We stood in a circle like we always do. At the turn of the hour, the stand up meeting commenced. We each clearly stated what we had done, what we had left and impediments if any. As is the rule, when everyone who had a stake in that release had their say, the floor was left open for others to speak up. Speak up they did, raising issues and trading notes.

My place is a corner of the room. Unobtrusive. My eyes scan the faces picking up on non verbal cues. I love watching people as the spotlight turns on them. It happened again. That thing that struck out to me yesterday. I brushed it off as a one-off occasion then.

The person speaking stood a tad taller. His voice came out assertive. He owned the room. For a little bit anyway. He seemed cocky even.

I smiled a little awed by the transformation happening in front of me. In the week since his title changed, I saw the team-mate go from behind the scenes to some one who took charge. Some one who usually stood detached from the proceedings now watched each conversation like a hawk, picking up on small details, reading in between the lines and offering to spearhead follow ups.

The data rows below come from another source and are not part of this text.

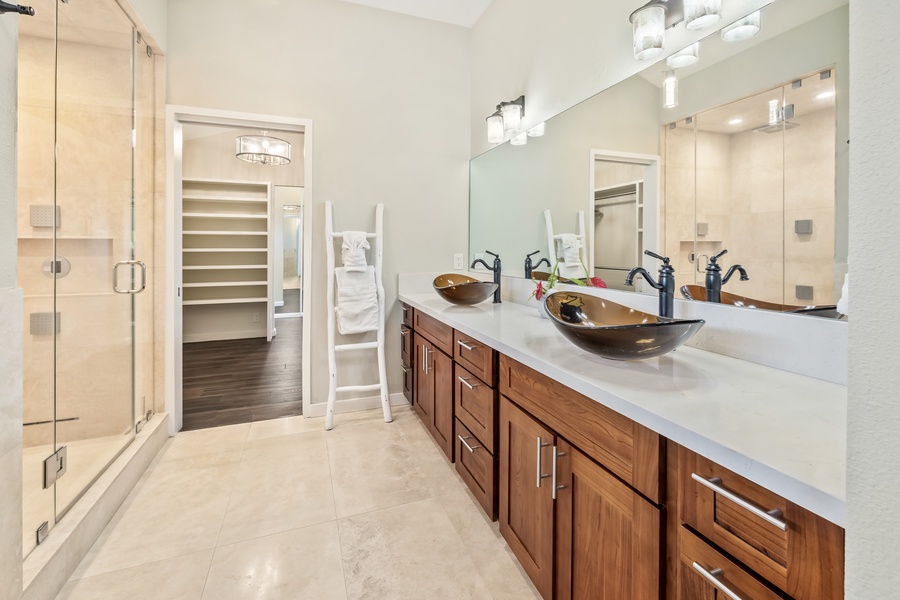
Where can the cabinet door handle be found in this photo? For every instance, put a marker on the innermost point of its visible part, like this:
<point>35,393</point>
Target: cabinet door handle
<point>463,439</point>
<point>540,475</point>
<point>773,517</point>
<point>713,578</point>
<point>465,381</point>
<point>555,487</point>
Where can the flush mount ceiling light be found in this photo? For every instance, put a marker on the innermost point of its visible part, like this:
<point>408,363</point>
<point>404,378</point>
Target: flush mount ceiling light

I walk back to my desk deep in thought. Here right in front of me was a lesson in managing people. Some leaders are born. Some grow into those roles. What is in a title? Turns out, quite a bit!

4 comments

  1. Exactly. I notice it in my kid – No amount of my telling her that she is good in something matters. The moment she sees a high grade or an award or a medal, she stands a few inches taller. I am amazed at the transformation too.
    Much as wisdom tells us that secondary recognition (including titles) does not matter, in reality, they do.

  2. a whole lot..

    with every title/role comes a responsibility and accountability. That triggers behaviours.

    didn’t our behaviour/thinking change when we assumed the Parent role?

    to me, recognition is not secondary

  3. Good for him. I mean it must not be easy to be viewed by others in a certain way and then having to rise up to the title and behave differently the next day. Personally speaking, it would have been a tough transition for me.